Tech Rollover Weighs on S&P 500 and Nasdaq; Verizon Earnings Propel Dow to New Highs
U.S. stocks finished mostly lower on Thursday but avoided bigger losses after upbeat corporate earnings offset a volatile tech sector.
Tech Sector Rollover
After a spectacular month of gains, technology shares declined sharply on Thursday. Profit-taking was the likely culprit for the decline. The S&P 500’s technology index closed down 0.8%. The large-cap index fell 0.1% as a result.
The Nasdaq Composite Index, which is more heavily exposed to tech shares, declined 0.6%.
Verizon Saves the Day
A stellar earnings report from telecom blue-chip Verizon saved Wall Street’s bacon on Thursday. The telecom giant earned 96 cents per share in the second quarter on revenue of $30.55 billion. Investors were especially stoked about the success of Verizon’s unlimited data plan, which helped attract more customers.
Verizon shares spiked 7.7%, which triggered a 5.2% rally in the telecom sector. The Dow Jones Industrial Average rose 0.4% as a result, reaching its highest level on record.
Verizon joins a growing list of blue chips to report strong quarterly results. Financial research firm FactSet will publish its weekly earnings recap on Friday.
Volatility Reaches Multi-Week High
The CBOE VIX Volatility Index closed above 10.00 on Thursday for the first time in more than two weeks. To get a sense of how low that is, it’s important to remember that Vol trades on a scale of 1-100. Anything below 20.00 is considered weak.

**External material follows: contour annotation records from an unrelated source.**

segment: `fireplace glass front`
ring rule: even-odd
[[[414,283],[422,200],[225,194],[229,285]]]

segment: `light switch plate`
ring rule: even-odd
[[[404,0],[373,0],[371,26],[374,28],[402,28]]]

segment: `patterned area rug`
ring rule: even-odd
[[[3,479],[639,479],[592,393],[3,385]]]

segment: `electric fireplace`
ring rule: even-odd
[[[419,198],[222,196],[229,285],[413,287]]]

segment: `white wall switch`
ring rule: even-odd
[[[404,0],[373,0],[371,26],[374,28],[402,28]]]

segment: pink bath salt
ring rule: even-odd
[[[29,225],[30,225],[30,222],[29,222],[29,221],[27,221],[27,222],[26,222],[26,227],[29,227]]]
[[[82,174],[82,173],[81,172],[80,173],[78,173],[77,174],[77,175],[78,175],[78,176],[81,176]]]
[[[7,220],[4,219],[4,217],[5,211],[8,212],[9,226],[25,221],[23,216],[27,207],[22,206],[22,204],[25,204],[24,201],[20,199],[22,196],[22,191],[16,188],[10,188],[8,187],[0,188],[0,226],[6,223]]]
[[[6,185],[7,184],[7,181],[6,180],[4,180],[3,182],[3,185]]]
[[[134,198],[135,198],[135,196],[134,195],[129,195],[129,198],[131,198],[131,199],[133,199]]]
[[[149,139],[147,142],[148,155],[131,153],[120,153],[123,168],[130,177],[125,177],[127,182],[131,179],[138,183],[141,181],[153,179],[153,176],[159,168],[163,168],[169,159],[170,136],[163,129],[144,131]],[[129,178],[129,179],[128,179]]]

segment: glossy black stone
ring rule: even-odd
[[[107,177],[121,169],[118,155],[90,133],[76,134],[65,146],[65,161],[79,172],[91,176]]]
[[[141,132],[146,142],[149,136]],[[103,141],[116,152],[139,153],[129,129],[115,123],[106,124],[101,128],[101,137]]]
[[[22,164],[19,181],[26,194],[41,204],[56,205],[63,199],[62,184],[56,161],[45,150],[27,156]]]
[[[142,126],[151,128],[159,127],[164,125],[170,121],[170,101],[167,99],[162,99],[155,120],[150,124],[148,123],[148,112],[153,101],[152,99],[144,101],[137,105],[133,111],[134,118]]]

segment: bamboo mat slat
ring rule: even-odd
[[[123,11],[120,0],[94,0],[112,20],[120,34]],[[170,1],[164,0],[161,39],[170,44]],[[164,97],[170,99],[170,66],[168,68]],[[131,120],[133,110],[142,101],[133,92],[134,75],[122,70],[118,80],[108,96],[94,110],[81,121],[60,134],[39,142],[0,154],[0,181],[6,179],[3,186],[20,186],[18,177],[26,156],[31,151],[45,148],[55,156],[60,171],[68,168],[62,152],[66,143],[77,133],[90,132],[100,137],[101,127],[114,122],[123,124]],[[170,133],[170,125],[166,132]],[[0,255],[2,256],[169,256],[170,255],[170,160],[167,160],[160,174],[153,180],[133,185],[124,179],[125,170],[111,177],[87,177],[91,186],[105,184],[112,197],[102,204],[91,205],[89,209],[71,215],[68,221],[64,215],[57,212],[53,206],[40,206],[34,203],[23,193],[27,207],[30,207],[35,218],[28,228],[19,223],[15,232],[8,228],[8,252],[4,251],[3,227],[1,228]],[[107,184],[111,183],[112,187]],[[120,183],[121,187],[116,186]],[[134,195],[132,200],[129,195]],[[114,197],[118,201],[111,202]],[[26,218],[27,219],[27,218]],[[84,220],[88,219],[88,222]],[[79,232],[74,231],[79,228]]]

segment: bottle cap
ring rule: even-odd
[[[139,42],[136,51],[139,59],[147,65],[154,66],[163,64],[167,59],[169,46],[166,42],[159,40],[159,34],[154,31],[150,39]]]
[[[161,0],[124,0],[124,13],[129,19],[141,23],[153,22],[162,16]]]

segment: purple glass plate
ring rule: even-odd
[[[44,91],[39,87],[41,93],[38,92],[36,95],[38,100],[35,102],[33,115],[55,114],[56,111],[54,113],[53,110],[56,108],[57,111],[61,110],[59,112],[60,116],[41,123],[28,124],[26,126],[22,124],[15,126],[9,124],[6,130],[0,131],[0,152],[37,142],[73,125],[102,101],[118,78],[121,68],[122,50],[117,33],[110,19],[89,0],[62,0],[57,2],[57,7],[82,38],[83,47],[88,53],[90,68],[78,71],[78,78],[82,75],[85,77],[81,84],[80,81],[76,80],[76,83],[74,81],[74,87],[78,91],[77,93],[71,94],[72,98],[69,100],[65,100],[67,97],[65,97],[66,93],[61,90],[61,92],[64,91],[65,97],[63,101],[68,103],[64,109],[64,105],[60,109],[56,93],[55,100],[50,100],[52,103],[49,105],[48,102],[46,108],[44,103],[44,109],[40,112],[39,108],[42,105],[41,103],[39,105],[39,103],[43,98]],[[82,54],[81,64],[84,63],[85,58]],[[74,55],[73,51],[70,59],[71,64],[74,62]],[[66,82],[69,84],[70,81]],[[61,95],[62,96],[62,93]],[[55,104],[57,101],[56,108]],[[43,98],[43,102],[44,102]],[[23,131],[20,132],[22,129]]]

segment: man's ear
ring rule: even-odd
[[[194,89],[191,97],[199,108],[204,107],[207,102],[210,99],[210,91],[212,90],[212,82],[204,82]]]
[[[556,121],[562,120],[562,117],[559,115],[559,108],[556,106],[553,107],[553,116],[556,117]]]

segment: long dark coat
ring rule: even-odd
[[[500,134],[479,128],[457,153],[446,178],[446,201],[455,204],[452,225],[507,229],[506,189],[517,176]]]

Investors on the hunt for volatility should look anywhere but stocks these days. The currency market has seen its fair share of volatility, with the U.S. dollar falling to 15-month lows. (At the same time, the euro, Canadian dollar and Australian dollar have reached multiyear highs.) Commodities are also highly volatile, although that has played into the hands of oil this week. U.S. crude futures are up 7% over the past five days.
The Look Ahead
Investors can expect a deluge of economic data on Friday headlined by preliminary U.S. gross domestic product (GDP). The broadest measure of economic growth is expected to show 2.6% expansion in the second quarter.
Energy traders will also be monitoring weekly rig-count data courtesy of Baker Hughes Inc. Last week, Baker Hughes said active rigs fell by two, as producers seem to be slowing the relentless pace of drilling witnessed in the first six months of the year.